La lingua inglese talvolta rende i concetti più eleganti
Il termine buzzword è abbastanza intraducibile in italiano ma è più o meno l'equivalente della mitica supercazzola coniata da Amici Miei. In un mondo dove tutto è stato inventato e reinventato almeno due volte non si può non parlare degli slang giovanili - che si reinventano a cicli come le stagioni dell'anno - e il bello è che i millenials pensano di essere originali. In alcune cose, ma di certo non in tutte.
Alcuni esempi? Iniziamo dalla prima lettera del vocabolario (sperando che almeno l’ordine alfabetico ancora non venga messo in discussione).
Ad esempio, alla A del manuale di sopravvivenza 2.0, troviamo Adulting, traducibile con “rendersi adulti”, neologismo inglese entrato a far parte del comune lessico italiano. Il significato sembra ovvio: essere “grandi”, allontanarsi dai periodi spensierati dell’infanzia e da quelli tormentati dell’adolescenza;
La prima cosa che ci viene in mente riguarda non solo l’età anagrafica, ma il raggiungimento di obiettivi radicati nella storia dell’umanità, come l’indipendenza garantita dal un lavoro che consenta di soddisfare bisogni e vizi.
Se analizziamo questo termine capiamo come sempre più spesso si tenda a rompere le regole grammaticali di due lingue (l’inglese e l’italiano) per passare a un tono più colloquiale. Di fatto è un manipolare, allungare e plasmare la lingua in base alla necessità di esprimere un concetto: in questo caso quello del divenire grandi e comportarsi da adulti, assumendosene le responsabilità che ne derivano.
Ma è davvero utile questa nuova parola?
Non si poteva attingere dal mattone del buon vecchio Zanichelli qualcosa come “Maturare”, “crescere”, “responsabilizzarsi”?
I sinonimi in italiano sono tanti e ognuno custodisce la sua sfumatura diversa.
In un mondo virtuale che si classifica per hashtag, serve un qualcosa di più specifico di un banale sinonimo da polveroso dizionario
Per esempio, lo scontro fra boomer e millenials. Alla B del manuale di sopravvivenza possiamo scoprire che il termine boomer è stato coniato diversi anni fa ma ha raggiunto il suo apice di utilizzo solo di recente quando Chloe Swarbrick, un legislatore di 25 anni, ha risposto a una collega più anziana che ha interrotto il suo discorso sui cambiamenti climatici freddandola con "ok Boomer" – additando la generazione nata a cavallo del secolo scorso come quella responsabile del disastro economico ed ecologico del pianeta. Ovviamente il termine boomer ha un chiaro orientamento dispregiativo verso una generazione considerata più fortunata e agevolata, contrapposta a quella dei millenials (ossia i nati dopo il 2000) che si sono trovati a nascere nell’occhio del ciclone scatenati dagli errori e dall’egoismo della generazione dei loro genitori.
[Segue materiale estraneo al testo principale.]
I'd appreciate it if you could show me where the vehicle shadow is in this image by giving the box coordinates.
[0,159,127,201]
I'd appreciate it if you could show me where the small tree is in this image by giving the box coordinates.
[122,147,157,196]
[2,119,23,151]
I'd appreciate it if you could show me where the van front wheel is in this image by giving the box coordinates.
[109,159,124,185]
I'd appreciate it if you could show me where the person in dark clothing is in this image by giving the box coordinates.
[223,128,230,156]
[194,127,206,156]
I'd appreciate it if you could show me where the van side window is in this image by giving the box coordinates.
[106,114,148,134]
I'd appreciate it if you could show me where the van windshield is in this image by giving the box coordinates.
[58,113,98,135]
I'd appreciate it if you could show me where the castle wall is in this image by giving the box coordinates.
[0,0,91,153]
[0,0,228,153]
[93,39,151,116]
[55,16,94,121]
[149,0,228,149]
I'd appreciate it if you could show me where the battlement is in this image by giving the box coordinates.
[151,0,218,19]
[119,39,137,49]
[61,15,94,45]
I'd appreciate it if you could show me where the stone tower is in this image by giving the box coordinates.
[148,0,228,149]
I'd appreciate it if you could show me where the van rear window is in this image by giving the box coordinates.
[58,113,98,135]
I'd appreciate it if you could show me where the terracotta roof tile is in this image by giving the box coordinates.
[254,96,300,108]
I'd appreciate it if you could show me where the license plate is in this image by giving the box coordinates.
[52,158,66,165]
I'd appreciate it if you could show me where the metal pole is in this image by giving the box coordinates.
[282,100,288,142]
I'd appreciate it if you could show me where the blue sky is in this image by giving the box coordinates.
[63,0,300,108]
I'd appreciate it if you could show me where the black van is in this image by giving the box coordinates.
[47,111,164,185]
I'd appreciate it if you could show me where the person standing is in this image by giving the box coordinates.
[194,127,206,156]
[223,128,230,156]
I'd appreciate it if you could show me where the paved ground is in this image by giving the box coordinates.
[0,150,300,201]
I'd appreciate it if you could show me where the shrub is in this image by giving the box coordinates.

Dal canto loro i “boomer” ritengono che i “millenials” (parola che non nasconde anch’essa un velo di disapprovazione) non siano in grado di affrontare la dura realtà di un mondo che invece loro hanno vissuto forse in maniera tutto sommato più spensierata ed agevole.
La popolarità della parola “adulting” apparentemente conferma questo pregiudizio: i giovani pubblicano orgogliosi le foto dei loro piatti di pasta e twittano sul fare la lavatrice, come se queste cose non fossero azioni comuni, di tutti i giorni.
La lista degli slang sarebbe difficile da compilare, ma se volete avere un’idea degli altri vi sarà sufficiente aprire un’app di tendenza come TikTok e visualizzare il ranking degli hashtag utilizzati. Dimenticavo: non sempre allo stesso termine è attribuito un significato univoco – almeno all’inizio del suo utilizzo. La genesi di questi termini è difatti nebbiosa – salvo poi chiarirsi man mano che vengono utilizzati oppure dimenticati nell’oblio di questo sconfinato mondo digitale.
E’ tuttavia un radicato fenomeno sociologico che i digital native siano in realtà più connessi al mondo reale di chi li ha preceduti, forse meno affascinati da uno strumento (la rete) che è sempre stato presente sin da loro nascita. Per questo motivo, mentre chi ha più di 25 anni “mescola” gli stessi termini sia nel contesto fisico che in quello virtuale, i nativi digitali tendono a tenere ben separati i due ambienti. Non è raro passeggiando nelle grandi città catturare spezzoni di frasi dette da ragazzini che ci sembrano incomprensibili – ad esempio “zombizzato” (dall’inglese zombied) che significa riapparire come se nulla fosse davanti ad una persona dalla quale ci eravamo in passato inaspettatamente distaccati (ghosted). Si poteva forse tradurlo come “fare lo gnorri” ma… vuoi mettere?